Management of patients with ESS also varies. Management is directed at the cause in secondary ESS; these patients may require hormone replacement or endoscopic closure surgery if CSF rhinorrhea is present. In the minority of patients with symptomatic primary ESS, the mainstay of management is supportive with analgesia for headaches.

Intracranial hypertension as a direct consequence of intrathecal chemotherapy has been described in the literature, however no causal mechanism has been proposed to date [8]. Furthermore, systemic chemotherapy can result in intracranial hypertension in few cases [9]. Intracranial hypertension is a well described cause of secondary ESS, but has also been hypothesized to occur in patients with primary ESS [10,4]. Furthermore, patients with ESS as a result of intracranial hypertension have been noted to have an empty sella with a larger absolute area [11]. Interestingly, an empty sella can be the only radiological finding in patients with intracranial hypertension [12].

The patient in this case received intrathecal chemotherapy for the treatment of acute myeloid leukaemia 18 years prior to the onset of symptoms.
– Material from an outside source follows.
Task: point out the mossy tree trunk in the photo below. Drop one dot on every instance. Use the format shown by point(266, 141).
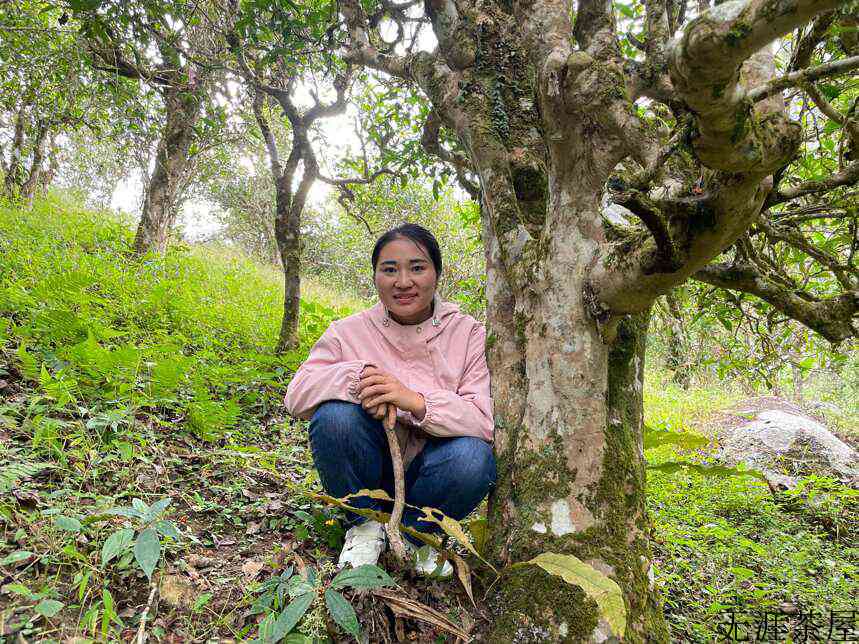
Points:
point(544, 111)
At that time, she developed clinical features of intracranial hypertension (including papilledema), requiring therapeutic lumbar punctures. It was then 18 years later (after being lost to follow-up in the ophthalmology department) that she developed visual symptoms, which led to a diagnosis of ESS. Bilateral papilledema, which is a sign of raised intracranial pressure, was noted in the clinical work-up prior to the radiological diagnosis of ESS. Due to the lack of neuroimaging in the 18-year period between the patient receiving intrathecal chemotherapy and the diagnosis of ESS, the exact point of the development of ESS remains unclear. We hypothesize, however, that the development of ESS occurred due to persistently elevated intracranial pressure, a consequence of the intrathecal chemotherapy.

In summary, we present an interesting sequence of events where intrathecal chemotherapy resulted in chronic intracranial hypertension and secondary ESS. Intracranial hypertension as a cause for ESS is well-documented, however, there may be a critical point at which visual symptoms occur in the pathogenesis of this condition. Further data including regular interval neuroimaging of patients with ESS and careful objective assessment of vision is necessary to draw more definitive conclusions.